Rainfarn: giftig oder nicht?

Bis die goldgelben Knopfblumen vom Rainfarn (Tanacetum vulgare) erscheinen, dauert es noch, aber oft schieben die Blättchen um diese Zeit schon aus dem Boden. Die filigranen Gebilde werden gerne verwendet, um Ostereiern mittels Ausspartechnik ein zierliches Muster zu geben. Färben kann man mit Rainfarn auch, mit den Blüten, mit Blättern oder auch gemischt – das ergibt gelbe bis olivgrüne Töne.

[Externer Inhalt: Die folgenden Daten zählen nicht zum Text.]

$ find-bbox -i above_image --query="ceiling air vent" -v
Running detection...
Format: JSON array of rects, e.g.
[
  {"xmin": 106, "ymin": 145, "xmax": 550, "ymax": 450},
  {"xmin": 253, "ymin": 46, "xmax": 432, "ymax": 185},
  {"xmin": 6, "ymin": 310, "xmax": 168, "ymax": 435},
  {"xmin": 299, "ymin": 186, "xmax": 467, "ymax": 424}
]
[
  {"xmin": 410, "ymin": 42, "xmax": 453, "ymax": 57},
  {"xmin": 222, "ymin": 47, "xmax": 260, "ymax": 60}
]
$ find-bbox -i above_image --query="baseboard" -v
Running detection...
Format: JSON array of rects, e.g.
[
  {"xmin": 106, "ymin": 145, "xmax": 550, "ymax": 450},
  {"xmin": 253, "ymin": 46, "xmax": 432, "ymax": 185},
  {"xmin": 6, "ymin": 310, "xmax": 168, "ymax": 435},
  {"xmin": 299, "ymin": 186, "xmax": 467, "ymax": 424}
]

Die jungen, noch angenehm aromatisch riechenden Blätter wurden früher auch für Frühlingsgerichte verwendet. Unter der Bezeichnung Tansy-Cake (Rainfarn-Kuchen) sind allerlei mittelalterliche Rezepte aus England überliefert, wo ein Eierkuchenteig mit Rainfarnblättersaft grün gefärbt: „On Easter Sunday be the pudding seen, to which the Tansy lends her sober green.“ Auch irische Drisheens (Blutwürste), Puddings und Fische wurden gerne mit Rainfarn gewürzt. Die Pflanze galt als gesuchtes Heilkraut gegen Eingeweidewürmer, im Frühling sollte sie vor allem das Blut reinigen.

Rainfarn – der Name bezieht sich auf den Feldrain, an dem die Pflanze gerne wächst, und auf die farnartig gefiederten Blätter.

Heute wird Rainfarn nicht mehr eingesetzt, jedenfalls weder in der Wildpflanzenküche noch als Heilpflanze. Bestenfalls in der Schädlingsabwehr kommt der stark riechende Rainfarn noch zum Zug, etwa gepulvert als Streumittel gegen Ameisen, als Brühe zur Abwehr von Raupen (vor allem bei Kohlgewächsen gegen Kohlweißlinge sowie bei Kartoffeln gegen Kartoffelkäfer) oder in Kräutersäckchen gegen Motten im Kleiderschrank wie in der Speisekammer. Das liegt an den Inhaltsstoffen. Zum einen können Sesquiterpene allergische Reaktionen auslösen, zum anderen findet sich im ätherischen Öl Thujon, ein Nervengift. Es kann Übelkeit, Erbrechen, Durchfall, schwere Krämpfe, epilepsieartige Anfälle bis zum Koma und in hoher Dosierung auch den Tod verursachen. Rainfarn wurde einst nicht nur zur Abwehr jeglicher Dämonen in Wurmgestalt, sondern auch zu Abtreibungen eingesetzt.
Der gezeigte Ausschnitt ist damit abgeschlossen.